Discography is done. I can't say enough good things about Dr. Reul. I have heard so much about how difficult and risky thoracic discography is. Some of the doctors I know who do discography warned me against it. When they found out that I was having it with a doctor with a great deal of experience with CT guided discography, they were more relaxed.
Having been in the procedure room observing more than 50 discographies, I have seen many that were very well done, and some that were not so well done. This was my fifth discography and my 11th level tested. As with all the two other needle procedures I had with Dr. Reul there was no sedation. However none of the past procedures were discographiy.
This procedure may have been the easiest of all the needle procedures I've experienced. Dr. Reul's caring, skill and experience are amazing. The pain I experienced on needle placement was very minor. He would get the needle close to where he wanted and take an image. He'd adjust the needle placement and repeat the process. There was not an intense pain when he penetrated the annulus as I have felt on other discographies. I was surprised to learn when he was all the way into the disc.
When he pressurized the disc, I felt a low-level pressure. At times I felt a very momentary sharp pain that shot horizontal across my ribs. People with thoracic problems will know that pain. However, none of what I felt was "my pain". My notes say 5 - 6 out of 10 NON concordant pain. Negative test.

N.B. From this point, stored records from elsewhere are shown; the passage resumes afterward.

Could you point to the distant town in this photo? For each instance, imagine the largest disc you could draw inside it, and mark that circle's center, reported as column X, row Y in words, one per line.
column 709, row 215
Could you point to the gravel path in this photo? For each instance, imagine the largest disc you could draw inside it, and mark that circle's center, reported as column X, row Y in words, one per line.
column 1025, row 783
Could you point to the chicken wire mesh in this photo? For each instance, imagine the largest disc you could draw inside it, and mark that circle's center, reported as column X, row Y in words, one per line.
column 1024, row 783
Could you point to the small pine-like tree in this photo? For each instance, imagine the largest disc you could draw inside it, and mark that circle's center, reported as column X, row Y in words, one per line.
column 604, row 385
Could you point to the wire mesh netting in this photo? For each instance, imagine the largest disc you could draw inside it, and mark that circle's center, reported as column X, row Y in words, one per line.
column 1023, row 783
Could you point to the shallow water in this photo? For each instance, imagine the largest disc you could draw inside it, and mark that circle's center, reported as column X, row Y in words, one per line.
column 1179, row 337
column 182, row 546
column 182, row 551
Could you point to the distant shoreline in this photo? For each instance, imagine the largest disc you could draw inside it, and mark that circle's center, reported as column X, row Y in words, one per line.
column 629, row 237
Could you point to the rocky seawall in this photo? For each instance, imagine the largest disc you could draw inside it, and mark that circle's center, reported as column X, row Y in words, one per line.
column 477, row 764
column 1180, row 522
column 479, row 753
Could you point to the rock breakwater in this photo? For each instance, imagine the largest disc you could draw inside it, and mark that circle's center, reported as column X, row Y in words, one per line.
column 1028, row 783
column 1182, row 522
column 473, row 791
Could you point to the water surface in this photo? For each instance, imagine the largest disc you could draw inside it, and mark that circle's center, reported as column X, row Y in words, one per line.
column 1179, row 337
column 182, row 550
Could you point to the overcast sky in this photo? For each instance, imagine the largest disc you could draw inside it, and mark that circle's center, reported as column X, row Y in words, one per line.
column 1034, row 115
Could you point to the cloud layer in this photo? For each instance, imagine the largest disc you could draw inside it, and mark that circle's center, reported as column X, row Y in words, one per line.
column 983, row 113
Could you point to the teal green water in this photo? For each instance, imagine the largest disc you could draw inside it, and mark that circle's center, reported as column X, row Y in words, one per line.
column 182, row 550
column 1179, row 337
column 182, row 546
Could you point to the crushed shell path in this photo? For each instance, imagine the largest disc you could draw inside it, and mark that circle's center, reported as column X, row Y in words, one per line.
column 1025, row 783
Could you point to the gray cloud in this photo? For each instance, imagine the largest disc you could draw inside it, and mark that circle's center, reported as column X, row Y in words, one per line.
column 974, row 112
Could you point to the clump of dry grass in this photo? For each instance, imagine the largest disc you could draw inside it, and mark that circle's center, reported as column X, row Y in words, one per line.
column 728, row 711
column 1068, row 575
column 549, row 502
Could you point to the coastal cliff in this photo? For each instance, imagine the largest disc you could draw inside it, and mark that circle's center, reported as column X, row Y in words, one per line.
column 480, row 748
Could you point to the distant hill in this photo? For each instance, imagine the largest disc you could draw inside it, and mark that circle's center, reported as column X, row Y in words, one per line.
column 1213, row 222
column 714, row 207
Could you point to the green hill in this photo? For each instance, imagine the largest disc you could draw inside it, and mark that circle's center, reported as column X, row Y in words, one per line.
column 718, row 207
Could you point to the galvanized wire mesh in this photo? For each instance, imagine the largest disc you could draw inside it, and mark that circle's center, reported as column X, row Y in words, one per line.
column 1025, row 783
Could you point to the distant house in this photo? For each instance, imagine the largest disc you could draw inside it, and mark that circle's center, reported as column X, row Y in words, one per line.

I didn't know whether to be happy or sad. I'm glad that I'm not looking at thoracic fusion. I'm sorry that we still don't know what the problem is. Dr. Reul suggests going back to the facets. I'll write more later. I don't want to type a lot now.
Here are some of the images from today. The post-disco CT shows a pretty typical degenerated disc's distrubution of the contrast. The red arrows point to an accumulation in the 'sub ligamentous' space. The disc is herniated with an open annular tear. However the herniation is 100% contained by the posterior longitudinal ligament.
Note how narrow and curved the space where he needs to get the needle through is. This is why this should only be done with CT guidance and by someone with a great deal of experience. You may ask, "how can a doctor gain the experience?" The answer is, ON SOMEONE ELSE!